Scenario 2: File Import - [Avatar MSO] Contracting Provider Service Authorization - Verification of Import with Budget Tracking Accounts Enabled
Specific Setup:
  • Avatar MSO Registry Setting 'Enable Budget Tracking' must be enabled (setting 'YA' or 'YC').
  • Avatar MSO 'Contracting Provider Service Authorization' Import file where Budget Tracking 'Account'/'Account Level Begin Date' values/fields are populated (import file segments 13/14).
Steps
  1. Open 'File Import' form in Avatar PM.

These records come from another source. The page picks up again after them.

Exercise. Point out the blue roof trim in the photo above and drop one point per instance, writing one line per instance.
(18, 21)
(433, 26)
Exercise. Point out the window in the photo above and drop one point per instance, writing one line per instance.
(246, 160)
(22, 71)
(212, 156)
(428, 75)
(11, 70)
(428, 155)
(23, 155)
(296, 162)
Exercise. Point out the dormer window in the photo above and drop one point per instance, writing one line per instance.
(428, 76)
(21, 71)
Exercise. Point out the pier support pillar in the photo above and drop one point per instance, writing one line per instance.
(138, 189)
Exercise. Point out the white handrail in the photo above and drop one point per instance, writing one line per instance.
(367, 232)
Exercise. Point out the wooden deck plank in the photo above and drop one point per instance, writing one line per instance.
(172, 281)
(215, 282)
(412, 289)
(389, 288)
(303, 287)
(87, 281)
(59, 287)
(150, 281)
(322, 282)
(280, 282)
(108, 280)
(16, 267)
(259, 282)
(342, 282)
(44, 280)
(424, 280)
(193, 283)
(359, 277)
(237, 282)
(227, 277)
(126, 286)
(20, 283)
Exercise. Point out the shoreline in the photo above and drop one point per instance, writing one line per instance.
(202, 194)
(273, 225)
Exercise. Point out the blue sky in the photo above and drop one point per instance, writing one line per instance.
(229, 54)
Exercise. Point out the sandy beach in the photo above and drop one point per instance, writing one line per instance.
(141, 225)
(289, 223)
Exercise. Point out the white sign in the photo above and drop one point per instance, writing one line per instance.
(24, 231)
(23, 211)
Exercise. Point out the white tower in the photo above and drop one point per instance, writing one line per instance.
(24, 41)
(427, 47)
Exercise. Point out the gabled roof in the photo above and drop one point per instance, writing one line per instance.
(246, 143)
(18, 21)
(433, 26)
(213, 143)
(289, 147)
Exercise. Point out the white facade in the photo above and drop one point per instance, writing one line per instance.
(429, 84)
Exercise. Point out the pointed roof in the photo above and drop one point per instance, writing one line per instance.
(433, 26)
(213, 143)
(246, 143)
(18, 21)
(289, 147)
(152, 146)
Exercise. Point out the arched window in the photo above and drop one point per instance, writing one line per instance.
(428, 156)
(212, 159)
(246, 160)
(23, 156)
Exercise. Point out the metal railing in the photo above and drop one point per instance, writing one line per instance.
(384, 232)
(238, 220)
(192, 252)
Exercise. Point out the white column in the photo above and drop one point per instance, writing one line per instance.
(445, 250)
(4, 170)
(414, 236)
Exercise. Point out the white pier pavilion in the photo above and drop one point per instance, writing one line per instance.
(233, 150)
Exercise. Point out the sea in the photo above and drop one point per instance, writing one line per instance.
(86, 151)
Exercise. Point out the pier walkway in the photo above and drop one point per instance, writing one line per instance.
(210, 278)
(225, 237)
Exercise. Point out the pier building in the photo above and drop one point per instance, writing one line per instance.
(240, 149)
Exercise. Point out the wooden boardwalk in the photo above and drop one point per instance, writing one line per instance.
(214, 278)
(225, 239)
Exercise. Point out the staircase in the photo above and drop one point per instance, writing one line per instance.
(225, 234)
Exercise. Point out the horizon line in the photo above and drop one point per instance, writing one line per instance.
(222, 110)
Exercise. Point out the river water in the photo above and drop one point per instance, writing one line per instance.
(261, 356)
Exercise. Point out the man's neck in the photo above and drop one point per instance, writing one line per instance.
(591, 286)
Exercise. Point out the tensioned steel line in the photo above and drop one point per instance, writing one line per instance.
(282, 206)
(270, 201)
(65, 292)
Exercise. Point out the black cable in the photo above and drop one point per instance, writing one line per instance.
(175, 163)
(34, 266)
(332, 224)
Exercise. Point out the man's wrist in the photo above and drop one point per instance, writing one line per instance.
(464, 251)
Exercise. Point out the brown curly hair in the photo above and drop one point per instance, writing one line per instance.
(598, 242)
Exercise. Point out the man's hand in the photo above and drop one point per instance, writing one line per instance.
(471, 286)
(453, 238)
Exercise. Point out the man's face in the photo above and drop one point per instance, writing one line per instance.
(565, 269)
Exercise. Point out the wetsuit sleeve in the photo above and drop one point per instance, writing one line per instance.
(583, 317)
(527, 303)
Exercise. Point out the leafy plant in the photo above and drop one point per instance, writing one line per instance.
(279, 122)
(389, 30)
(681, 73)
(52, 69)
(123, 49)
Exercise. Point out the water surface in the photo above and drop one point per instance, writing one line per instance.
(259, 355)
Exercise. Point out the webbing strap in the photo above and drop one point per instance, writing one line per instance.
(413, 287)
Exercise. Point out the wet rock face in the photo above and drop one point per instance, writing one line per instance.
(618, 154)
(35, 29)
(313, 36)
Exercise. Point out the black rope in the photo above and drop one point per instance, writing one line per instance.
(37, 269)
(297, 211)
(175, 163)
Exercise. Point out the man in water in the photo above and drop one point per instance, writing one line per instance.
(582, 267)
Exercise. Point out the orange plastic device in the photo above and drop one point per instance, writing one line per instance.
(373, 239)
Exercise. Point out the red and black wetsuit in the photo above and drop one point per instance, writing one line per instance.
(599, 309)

  2. Select File Type '[Avatar MSO] Service Authorization - Contracting Provider'.
  3. Click 'Process Action' button.
  4. Select Avatar MSO 'Contracting Provider Service Authorization' import file and click 'Open' button.
  5. Select 'Compile/Validate File' in 'Action' field.
  6. Click 'Process Action' button.
  7. Ensure that 'Compile/Validate File' action is completed, and user is presented with dialog noting compile completion (and file errors where present in compilation).
  8. Select 'Print Errors' in 'Action' field.
  9. Select loaded and compiled 'Contracting Provider Service Authorization' import file.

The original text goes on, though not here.